Mark Pestronk
Q: I am seriously thinking of selling my travel agency to a much larger one. I think that the best deal for me would be a long-term one, under which the buyer would pay me X% of revenue for a large number of years, which would ensure that I have plenty of money in retirement. Do you agree?
A: I do not recommend long-term buyouts geared to future events ("earnouts"). The odds are very high that the payouts to you will go down because of loss of sales, revenue or profits in the coming years, depending on the earnout formula.

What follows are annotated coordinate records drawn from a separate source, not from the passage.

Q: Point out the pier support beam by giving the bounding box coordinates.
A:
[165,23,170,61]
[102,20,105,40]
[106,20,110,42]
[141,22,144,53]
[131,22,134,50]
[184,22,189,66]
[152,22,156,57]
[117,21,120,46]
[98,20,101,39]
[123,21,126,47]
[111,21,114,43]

I concur with my industry colleague Bob Sweeney of Innovative Travel Acquisitions, who recommends that the measurement period for earnouts be limited to the one-year period after closing, although the payout can last two or more years. Here is an example of how this formula works effectively:
- The earnout is 50% of the location's revenue (i.e., commissions, fees, overrides and markups) during the 12 months after closing.
- The payout is 25% of the revenue each month or quarter during the 12 months after closing.
- At the end the 12 months, the parties can calculate the exact balance remaining, which is then paid in fixed monthly or quarterly installments during the second year after closing.
As long as the earnout measurement period is limited to one year, you can reduce the percentage paid in the first year, and you can extend the fixed installments over more than one year. The key is to limit the earnout measurement period to the year after closing in order to minimize risk for the seller.
My example assumes that your agency has a physical location and that it will remain open during the earnout term. However, the formula can be applied to a client list; an employee and IC list where staff work from home; or even a combination.
Once you get beyond a one-year measurement period, the risk of client attrition rises yearly. If your earnout is based on the profits of your book of business or your location, the risks of increased expenses and other adverse developments make multiyear earnouts extremely risky.
In the Legal Briefs column that ran in the Jan. 20 issue, I listed several legal measures to add to a contract to make it less likely that a seller would lose out during an earnout measurement period due to loss of sales, revenue or profits.
Nevertheless, despite a seller's best efforts to negotiate a favorable contract by limiting the buyer's discretion, risks remain in every earnout, and the longer the earnout-measurement period, the riskier the earnout becomes for the seller.
In practice, it is the buyer who sets the payment terms in most acquisitions, so even if the seller proposes a Sweeney-type formula with a one-year measurement period, the buyer may insist on a longer measurement period. In that case, try to get a larger down payment and minimum guaranteed payment floor in the agreement.